Saxon nobles residence until 1430, the castle was sold last descendants of the noble family of farmers from Calnic community, which, in the first half of the sixteenth century, they began rising a new belt walls were fortified with a gate tower Barbacane, and in the courtyard, the foundations of an older building, built a chapel. Inside the chapel are preserved fragments of frescoes from the beginning of the sixteenth century, and on the west side is preserved wooden gallery, decorated with floral panels painted in Renaissance style of folk and dated 1733.
In the courtyard were built along the walls, storage rooms for supplies for times of tribulation.
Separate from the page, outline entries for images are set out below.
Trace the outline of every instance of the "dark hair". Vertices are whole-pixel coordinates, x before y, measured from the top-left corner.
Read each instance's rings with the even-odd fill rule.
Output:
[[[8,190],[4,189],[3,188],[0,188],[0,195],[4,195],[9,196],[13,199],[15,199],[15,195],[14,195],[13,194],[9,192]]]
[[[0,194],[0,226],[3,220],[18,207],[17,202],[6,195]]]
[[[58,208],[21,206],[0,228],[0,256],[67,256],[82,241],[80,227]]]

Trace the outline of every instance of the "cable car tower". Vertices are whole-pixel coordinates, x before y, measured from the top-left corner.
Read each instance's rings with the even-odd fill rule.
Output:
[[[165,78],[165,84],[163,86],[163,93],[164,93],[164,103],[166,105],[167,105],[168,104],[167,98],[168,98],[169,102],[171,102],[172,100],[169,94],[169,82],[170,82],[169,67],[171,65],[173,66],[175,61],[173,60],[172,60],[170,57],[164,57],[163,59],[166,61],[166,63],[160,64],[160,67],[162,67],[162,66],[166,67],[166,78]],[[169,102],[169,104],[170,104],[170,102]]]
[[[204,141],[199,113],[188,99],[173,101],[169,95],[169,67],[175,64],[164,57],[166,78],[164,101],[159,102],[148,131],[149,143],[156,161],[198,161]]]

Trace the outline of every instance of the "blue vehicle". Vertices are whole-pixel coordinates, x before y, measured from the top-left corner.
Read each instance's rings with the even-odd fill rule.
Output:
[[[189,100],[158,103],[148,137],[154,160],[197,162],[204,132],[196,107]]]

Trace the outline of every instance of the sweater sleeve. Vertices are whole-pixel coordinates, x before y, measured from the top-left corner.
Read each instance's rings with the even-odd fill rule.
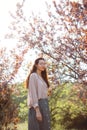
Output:
[[[34,108],[38,106],[37,79],[35,73],[32,73],[29,79],[29,99],[31,106]]]

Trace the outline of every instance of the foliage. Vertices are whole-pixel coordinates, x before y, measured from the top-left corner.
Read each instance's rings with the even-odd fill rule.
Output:
[[[28,129],[28,123],[27,122],[23,122],[23,123],[19,123],[17,130],[27,130]]]
[[[11,98],[12,89],[7,84],[0,84],[0,130],[16,130],[18,108]]]
[[[60,81],[86,83],[87,8],[84,2],[47,2],[47,20],[35,15],[26,17],[23,12],[25,2],[26,0],[17,4],[16,15],[13,17],[14,26],[10,26],[16,32],[19,41],[52,57],[57,67],[56,78]],[[21,26],[21,22],[24,26]],[[13,34],[15,36],[15,33]]]
[[[18,106],[18,118],[20,122],[24,122],[28,120],[27,90],[24,88],[24,83],[15,84],[15,88],[17,89],[17,94],[13,94],[12,98]]]
[[[12,94],[16,94],[16,88],[12,85],[16,74],[23,62],[22,56],[26,50],[21,46],[8,50],[0,48],[0,130],[16,130],[19,121],[18,107],[12,99]]]
[[[53,129],[62,125],[64,129],[87,129],[87,101],[79,97],[79,91],[71,83],[59,85],[50,97]]]

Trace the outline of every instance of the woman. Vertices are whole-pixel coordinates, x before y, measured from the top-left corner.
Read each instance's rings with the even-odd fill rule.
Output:
[[[29,120],[28,130],[50,130],[50,113],[47,100],[49,83],[44,58],[35,60],[27,78]]]

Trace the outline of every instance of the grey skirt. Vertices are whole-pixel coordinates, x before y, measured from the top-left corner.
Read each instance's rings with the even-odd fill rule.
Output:
[[[30,108],[28,115],[28,130],[51,130],[48,99],[40,99],[39,108],[42,114],[42,121],[40,122],[36,119],[34,108]]]

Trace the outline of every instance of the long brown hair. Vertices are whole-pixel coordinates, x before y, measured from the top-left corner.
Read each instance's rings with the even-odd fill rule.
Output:
[[[37,71],[36,65],[39,63],[39,60],[44,60],[44,58],[40,57],[40,58],[38,58],[38,59],[35,60],[35,63],[33,65],[33,67],[32,67],[32,70],[31,70],[30,74],[28,75],[28,77],[26,79],[26,88],[28,88],[28,85],[29,85],[30,75],[32,73],[36,73],[36,71]],[[47,86],[49,87],[49,82],[48,82],[48,78],[47,78],[47,71],[46,71],[46,69],[41,72],[41,76],[44,79],[44,81],[46,82]]]

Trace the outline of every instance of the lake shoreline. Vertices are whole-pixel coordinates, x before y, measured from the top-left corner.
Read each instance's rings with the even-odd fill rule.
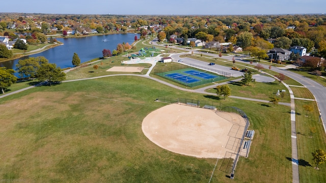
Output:
[[[83,35],[81,36],[60,36],[58,37],[53,37],[53,38],[85,38],[85,37],[90,37],[90,36],[102,36],[102,35],[114,35],[114,34],[130,34],[130,33],[130,33],[130,32],[126,32],[126,33],[105,33],[105,34],[89,34],[89,35]],[[53,35],[48,35],[47,36],[53,36]],[[44,46],[44,47],[41,48],[39,48],[39,51],[38,51],[38,49],[36,50],[31,50],[29,51],[28,52],[26,52],[26,53],[16,53],[16,54],[21,54],[20,55],[19,55],[18,57],[14,57],[14,58],[10,58],[9,59],[5,59],[3,60],[0,60],[0,63],[2,63],[2,62],[8,62],[8,61],[10,61],[10,60],[15,60],[16,59],[18,59],[19,58],[21,58],[23,56],[28,56],[28,55],[31,55],[34,54],[37,54],[37,53],[39,53],[41,52],[42,52],[43,51],[46,51],[48,49],[50,49],[51,48],[55,48],[57,46],[61,46],[63,45],[64,44],[63,43],[57,43],[57,45],[56,45],[56,44],[55,44],[54,45],[46,45]],[[46,47],[49,47],[50,46],[49,48],[46,48],[45,49]],[[37,50],[37,51],[36,51]]]

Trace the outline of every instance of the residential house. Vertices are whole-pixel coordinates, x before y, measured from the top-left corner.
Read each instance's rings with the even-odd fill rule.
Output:
[[[307,48],[302,46],[293,46],[290,48],[290,51],[294,54],[298,53],[300,56],[303,56],[306,55]]]
[[[295,28],[295,26],[288,26],[285,29],[294,29]]]
[[[232,44],[232,43],[220,43],[220,45],[221,46],[229,46]]]
[[[222,51],[224,53],[226,53],[228,52],[228,49],[229,49],[229,46],[221,46],[221,51]]]
[[[5,36],[0,36],[0,44],[6,45],[7,49],[11,49],[14,47],[12,42],[9,43],[9,39]]]
[[[195,46],[196,47],[205,46],[204,41],[202,41],[202,40],[197,39],[196,38],[188,38],[187,43],[189,44],[191,41],[193,41],[195,42]]]
[[[177,42],[177,43],[182,43],[182,42],[183,42],[183,38],[176,38],[175,39],[175,41]]]
[[[18,40],[21,40],[21,41],[23,41],[23,42],[24,42],[24,43],[25,43],[25,44],[27,44],[27,40],[25,40],[25,39],[19,39],[19,38],[16,38],[16,39],[15,39],[14,40],[13,40],[13,42],[14,42],[14,44],[15,44],[15,42],[16,42]]]
[[[218,41],[211,41],[205,44],[205,48],[217,48],[220,46],[220,43]]]
[[[276,39],[267,39],[267,41],[268,41],[268,42],[269,42],[270,43],[275,43],[275,41],[276,41]]]
[[[305,63],[306,61],[307,61],[307,60],[309,60],[309,59],[317,59],[317,58],[318,58],[318,59],[319,60],[317,65],[318,67],[319,67],[321,64],[325,62],[325,58],[324,58],[319,57],[317,56],[307,56],[307,55],[304,55],[301,57],[300,60],[302,61],[303,63]]]
[[[283,61],[289,60],[291,52],[283,48],[274,48],[268,51],[269,59]]]
[[[161,62],[163,63],[171,62],[172,62],[172,58],[170,57],[164,57],[161,59]]]
[[[170,36],[170,38],[173,39],[175,40],[176,39],[178,38],[178,36],[175,35],[172,35]]]
[[[240,51],[242,51],[242,48],[238,46],[234,46],[233,49],[233,52],[235,53],[238,52]]]

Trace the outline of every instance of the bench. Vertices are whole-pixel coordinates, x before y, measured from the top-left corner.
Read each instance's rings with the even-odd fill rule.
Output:
[[[194,107],[198,107],[198,104],[194,104],[194,103],[192,103],[190,102],[187,102],[186,103],[187,105],[189,105],[189,106],[194,106]]]
[[[248,146],[248,142],[244,142],[244,145],[243,145],[243,148],[246,149]]]
[[[216,107],[215,106],[210,106],[208,105],[204,105],[203,108],[205,109],[213,109],[213,110],[216,109]]]

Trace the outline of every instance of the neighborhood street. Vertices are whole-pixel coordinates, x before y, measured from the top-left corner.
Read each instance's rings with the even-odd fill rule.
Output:
[[[184,48],[178,48],[177,46],[170,46],[171,47],[173,47],[173,48],[180,49],[184,51]],[[195,54],[201,54],[202,52],[199,52],[198,51],[196,51],[196,50],[193,50],[194,53]],[[179,57],[179,56],[181,54],[184,54],[184,53],[178,53],[175,54],[172,54],[171,57],[174,58],[176,60],[178,60],[180,59]],[[206,55],[210,56],[212,57],[219,57],[217,53],[203,53],[204,55]],[[222,56],[222,58],[224,59],[226,59],[227,60],[231,60],[233,56]],[[236,63],[243,63],[243,64],[248,64],[248,61],[247,60],[243,60],[240,59],[243,56],[234,56],[234,58],[236,62]],[[207,69],[211,68],[212,67],[214,67],[214,69],[223,71],[224,72],[227,72],[230,73],[231,73],[232,76],[234,77],[240,76],[242,75],[242,73],[237,71],[234,71],[230,69],[230,68],[221,66],[215,65],[214,66],[209,66],[207,64],[207,63],[197,60],[195,59],[188,58],[182,58],[184,61],[183,62],[185,64],[196,64],[197,65],[200,65],[203,67],[205,67]],[[268,67],[269,66],[268,65],[266,65],[262,62],[259,63],[260,64],[261,64],[263,66],[264,68],[268,69]],[[253,68],[255,66],[255,64],[253,64]],[[320,114],[320,121],[322,121],[323,127],[324,128],[324,131],[325,133],[326,133],[326,120],[323,120],[323,119],[326,119],[326,88],[324,86],[321,85],[320,84],[314,81],[314,80],[308,78],[305,76],[302,76],[300,74],[295,73],[293,72],[291,72],[290,71],[287,71],[286,69],[284,69],[283,67],[272,67],[271,70],[273,71],[282,73],[286,75],[286,76],[291,78],[297,82],[301,83],[302,85],[303,85],[305,87],[307,87],[314,95],[315,98],[316,99],[316,101],[317,103],[318,107],[319,109],[319,113]]]

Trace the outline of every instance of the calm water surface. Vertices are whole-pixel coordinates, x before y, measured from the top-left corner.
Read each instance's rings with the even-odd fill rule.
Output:
[[[137,35],[139,38],[139,35]],[[119,43],[133,42],[134,34],[119,34],[109,35],[89,36],[83,38],[57,38],[64,44],[42,52],[30,55],[12,60],[0,63],[0,67],[8,69],[16,69],[18,60],[30,57],[44,56],[50,63],[57,64],[61,68],[72,67],[71,63],[74,53],[76,53],[83,63],[92,59],[103,56],[102,51],[104,49],[110,49],[111,52],[117,48]],[[16,76],[18,75],[16,73]]]

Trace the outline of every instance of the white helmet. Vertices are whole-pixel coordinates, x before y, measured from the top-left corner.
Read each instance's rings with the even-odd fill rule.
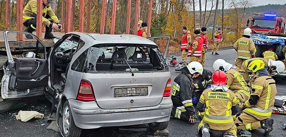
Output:
[[[188,69],[191,74],[193,74],[196,72],[198,72],[201,75],[202,75],[202,71],[204,68],[199,62],[197,61],[193,61],[191,62],[187,66]]]
[[[250,34],[251,33],[251,29],[249,27],[246,28],[246,29],[244,29],[243,31],[243,35],[250,36]]]
[[[223,65],[226,63],[227,62],[225,61],[223,59],[217,59],[214,62],[213,64],[212,65],[212,69],[213,69],[214,71],[215,71],[220,70],[223,71],[224,71],[224,70],[223,70],[220,69],[220,68],[223,67]]]
[[[268,65],[271,70],[276,71],[278,74],[282,73],[285,68],[284,63],[280,61],[275,61],[269,59],[268,60]]]

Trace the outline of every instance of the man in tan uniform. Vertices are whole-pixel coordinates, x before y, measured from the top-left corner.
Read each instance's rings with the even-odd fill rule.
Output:
[[[220,70],[225,72],[227,77],[227,87],[233,91],[240,106],[248,99],[250,93],[243,77],[239,72],[233,69],[232,67],[232,65],[222,59],[214,61],[212,66],[214,71]]]
[[[211,129],[223,131],[224,137],[236,137],[233,119],[239,109],[237,99],[226,85],[227,78],[224,72],[215,72],[212,78],[211,87],[204,91],[197,105],[203,119],[198,126],[199,134],[210,137]]]
[[[277,93],[275,81],[270,76],[261,60],[251,63],[247,70],[252,73],[254,81],[251,86],[252,93],[249,99],[241,108],[244,109],[235,119],[238,129],[265,130],[267,136],[273,129],[273,119],[270,118]]]
[[[250,28],[245,29],[243,37],[238,39],[233,46],[234,49],[237,52],[237,58],[235,63],[237,71],[240,69],[243,62],[251,57],[255,57],[256,49],[254,43],[250,39],[251,33]]]
[[[197,61],[201,63],[202,59],[202,39],[200,37],[200,30],[196,29],[194,32],[194,38],[193,39],[191,46],[189,48],[188,57],[190,57],[190,62]]]

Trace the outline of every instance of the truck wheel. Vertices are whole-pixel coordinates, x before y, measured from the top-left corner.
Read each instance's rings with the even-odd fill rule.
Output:
[[[75,124],[70,110],[69,102],[66,101],[63,107],[63,134],[65,137],[79,137],[82,129]]]
[[[151,131],[155,132],[158,130],[163,130],[167,128],[169,124],[169,121],[163,122],[153,122],[148,123],[149,128]]]

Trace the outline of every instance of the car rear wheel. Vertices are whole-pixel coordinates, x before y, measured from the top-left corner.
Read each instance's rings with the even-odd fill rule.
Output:
[[[65,101],[63,108],[63,134],[66,137],[80,136],[82,129],[76,126],[74,124],[67,100]]]
[[[155,132],[157,130],[163,130],[167,128],[169,124],[169,121],[163,122],[153,122],[148,123],[149,128],[152,131]]]

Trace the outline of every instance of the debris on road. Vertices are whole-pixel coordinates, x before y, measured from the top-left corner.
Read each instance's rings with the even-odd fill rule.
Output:
[[[21,120],[22,122],[26,122],[33,118],[44,118],[44,114],[35,111],[20,110],[16,116],[16,119]]]

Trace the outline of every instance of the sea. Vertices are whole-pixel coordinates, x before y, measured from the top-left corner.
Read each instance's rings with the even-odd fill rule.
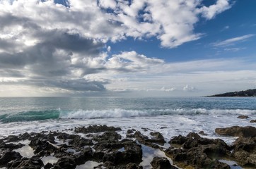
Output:
[[[238,115],[249,118],[240,119]],[[172,137],[204,131],[209,138],[232,144],[233,137],[215,133],[216,127],[254,126],[256,97],[1,97],[0,138],[24,132],[65,131],[76,127],[120,127],[144,134],[160,132]]]

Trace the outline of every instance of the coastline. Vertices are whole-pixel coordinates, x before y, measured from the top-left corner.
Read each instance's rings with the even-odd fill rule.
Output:
[[[239,118],[243,118],[246,117]],[[256,167],[256,159],[252,158],[255,158],[255,151],[247,148],[256,149],[256,128],[235,127],[234,130],[234,127],[215,130],[216,134],[239,137],[231,145],[220,139],[207,139],[203,131],[172,138],[164,138],[161,131],[151,132],[149,128],[143,130],[149,131],[150,135],[131,129],[124,131],[124,137],[119,134],[124,132],[122,128],[106,125],[25,132],[0,139],[0,167],[31,166],[45,169]],[[251,161],[245,160],[245,153]],[[238,156],[240,154],[243,155]]]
Closure of the two chambers in the sixteenth century dungeon requiring multi-layering (now simple tower defense) with two levels, reaching a height of over 20 meters, thus ensuring efficient firearms beyond the exterior wall.
The fortress was restored by the Directorate of historical monuments in the years 1961 - 1964, the shipyard was led by architect Stefan Bals. Along with the restoration, excavations were conducted by Radu Heitel. Near the fortress is the former Evangelical parsonage, an edifice erected in the sixteenth century and enlarged in 1779. Going up the driveway, beside the parochial house, arriving at the main church of the Saxons, located in the middle of the cemetery. Built in the sixteenth century, the village community, church on the hill was more transformed in the nineteenth century, but is now a neo-Gothic appearance. In the choir to keep some elements of sculpture in the initial phase: two portal tabernacles and vestry, and engaged columns which support a dome (now extinct). Here are two baroque painted pews, dating from the second half of the eighteenth century. Tribune west of the church houses an organ dating from 1867 (manufacturer Carl Hesse, Vienna).
Calnic City, along with other historical monuments were conceding Association "Ars Transsilvaniae" courtesy Romania Evangelical Episcopal CA Romania and formed the International Cultural Center, sponsored by the Institute of Archeology and Art History of the Romanian Academy in Cluj-Napoca.
In areas of the city were organized several documentaries and art exhibitions, and the chapel became the auditorium which holds symposiums, seminars and conferences. In the same environment were performed organ concerts and listening to medieval music, Renaissance and Baroque.
In the former parsonage was documented library of the Association.